# Bird muck blues !!!!!



## jeff3 (Aug 18, 2013)

Hello - during the hot weather a few weeks ago, got some bird lime on my black Nissan Navara bonnet. 

Was shocked that it has taken the paint down to the primer in a spot a bit bigger than a 50p piece. 

The car is just over 1 year old, and, of course, Nissan won't cover it. Have been quoted £200+ to put it right - but would like to have a go at it myself. 

There is a roughness to it, ie, it will need flattening. 

Does anyone have any tips - it doesn't have to be perfect.

Thanks


----------



## craigeh123 (Dec 26, 2011)

Got any pics , you sure its down to primer and not just wrecked the lacquer


----------



## jeff3 (Aug 18, 2013)

thanks for reply - will post pic tomorrow


----------



## S3kel (Apr 2, 2012)

Bird poo ,shoot them ,theres loads down my way ,i just make sure the car got plently protection on it and ,wipe off once soft with qd and warm wet wipe...


----------



## jeff3 (Aug 18, 2013)

*Pictures here*

The smaller mark (not mentioned in original post) i can live with.

The larger one, showing what i believe to be the primer (grey), is the one referred to in the post. It is slightly larger than a 50p and the surface is rough.

Any help would be appreciated - Jeff


----------



## Porkypig (Jun 20, 2012)

Ouch! That's had it dude unfortunately, paint is gone, if you flat it all you will do it expose more. Paant on pickups and commercials can be very, very thin so this can happen really fast and easily. As an attempt to save it you could get a paint kit and touch it all in, thin layers giving each a chance to dry before adding more, then clear coat to over fill the gaps and once it is fully dry then flat it back and polish it.

It might not be perfect but will be way less than £200 to do and if it doesn't work out then you have only spent £10-20 and a few hrs so a bit of a loss leader really. The only 100% way though is to paint it.


----------



## deano93tid (May 8, 2013)

Maybe worth having a look at this thread - http://www.detailingworld.co.uk/forum/showthread.php?t=217520


----------



## S3kel (Apr 2, 2012)

Bloodly hell ,thats bad ..


----------



## craigeh123 (Dec 26, 2011)

christ i wasnt expecting that thats really bad ! i think ig you try to touch it in you could make it look worse . the thread above could be of use i think


----------



## jeff3 (Aug 18, 2013)

Thank you all for the replies - one more thing -

when i got quotes for putting it right - all said it was water-based paint - if i attempt to do it myself, do i need that type of paint? I think most of my black spray paints are old and oil-type based


----------



## deano93tid (May 8, 2013)

Not sure about the paint type itself but you need one with cellulose in.

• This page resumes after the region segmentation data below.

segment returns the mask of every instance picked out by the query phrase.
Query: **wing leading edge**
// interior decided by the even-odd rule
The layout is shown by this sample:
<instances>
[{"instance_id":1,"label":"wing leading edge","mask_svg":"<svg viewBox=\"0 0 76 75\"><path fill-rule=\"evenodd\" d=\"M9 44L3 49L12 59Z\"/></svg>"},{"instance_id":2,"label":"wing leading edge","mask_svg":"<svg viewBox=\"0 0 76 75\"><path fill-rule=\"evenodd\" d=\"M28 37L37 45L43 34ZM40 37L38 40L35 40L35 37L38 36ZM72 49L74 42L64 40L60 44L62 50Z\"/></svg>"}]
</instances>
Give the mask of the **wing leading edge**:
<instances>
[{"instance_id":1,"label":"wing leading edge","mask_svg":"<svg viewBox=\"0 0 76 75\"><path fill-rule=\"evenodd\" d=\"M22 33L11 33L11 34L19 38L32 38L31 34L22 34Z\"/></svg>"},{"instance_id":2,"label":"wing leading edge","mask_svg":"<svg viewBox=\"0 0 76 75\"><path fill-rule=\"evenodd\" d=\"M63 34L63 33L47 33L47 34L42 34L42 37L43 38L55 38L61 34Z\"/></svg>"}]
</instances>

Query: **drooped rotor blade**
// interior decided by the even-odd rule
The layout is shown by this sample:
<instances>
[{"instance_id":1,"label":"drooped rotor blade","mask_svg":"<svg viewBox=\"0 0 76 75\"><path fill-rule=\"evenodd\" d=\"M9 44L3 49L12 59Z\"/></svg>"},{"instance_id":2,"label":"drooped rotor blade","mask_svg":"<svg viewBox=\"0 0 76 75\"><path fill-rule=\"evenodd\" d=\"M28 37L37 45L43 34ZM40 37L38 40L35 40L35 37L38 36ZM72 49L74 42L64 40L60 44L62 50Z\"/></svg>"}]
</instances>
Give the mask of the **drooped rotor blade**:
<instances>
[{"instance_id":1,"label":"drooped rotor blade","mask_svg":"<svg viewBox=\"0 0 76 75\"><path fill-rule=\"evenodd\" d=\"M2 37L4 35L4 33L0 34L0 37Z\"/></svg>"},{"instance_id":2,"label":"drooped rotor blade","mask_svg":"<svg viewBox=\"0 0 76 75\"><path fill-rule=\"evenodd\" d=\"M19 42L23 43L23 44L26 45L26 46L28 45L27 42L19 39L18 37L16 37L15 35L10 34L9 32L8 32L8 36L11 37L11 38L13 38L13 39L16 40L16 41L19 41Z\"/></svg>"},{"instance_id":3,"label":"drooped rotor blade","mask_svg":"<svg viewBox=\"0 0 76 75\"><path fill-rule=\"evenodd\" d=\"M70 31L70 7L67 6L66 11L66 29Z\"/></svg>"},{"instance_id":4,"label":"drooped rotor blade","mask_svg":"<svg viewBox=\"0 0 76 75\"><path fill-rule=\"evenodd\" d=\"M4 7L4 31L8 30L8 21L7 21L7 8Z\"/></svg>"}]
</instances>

This is what I am getting for a car with damage to the rear bumper - 
http://www.paints4u.com/ProductDetails.aspx?productID=5020


----------



## squiggs (Oct 19, 2009)

jeff3 said:


> Thank you all for the replies - one more thing -
> 
> when i got quotes for putting it right - all said it was water-based paint - if i attempt to do it myself, do i need that type of paint? I think most of my black spray paints are old and oil-type based


I don't think it's got anything to do with the type of paint - the damage has happened first to the lacquer and then the paint.

Has the bonnet ever been repaired before?
As other people have indicated the damage is shocking - usually original lacquer doesn't damage that badly.


----------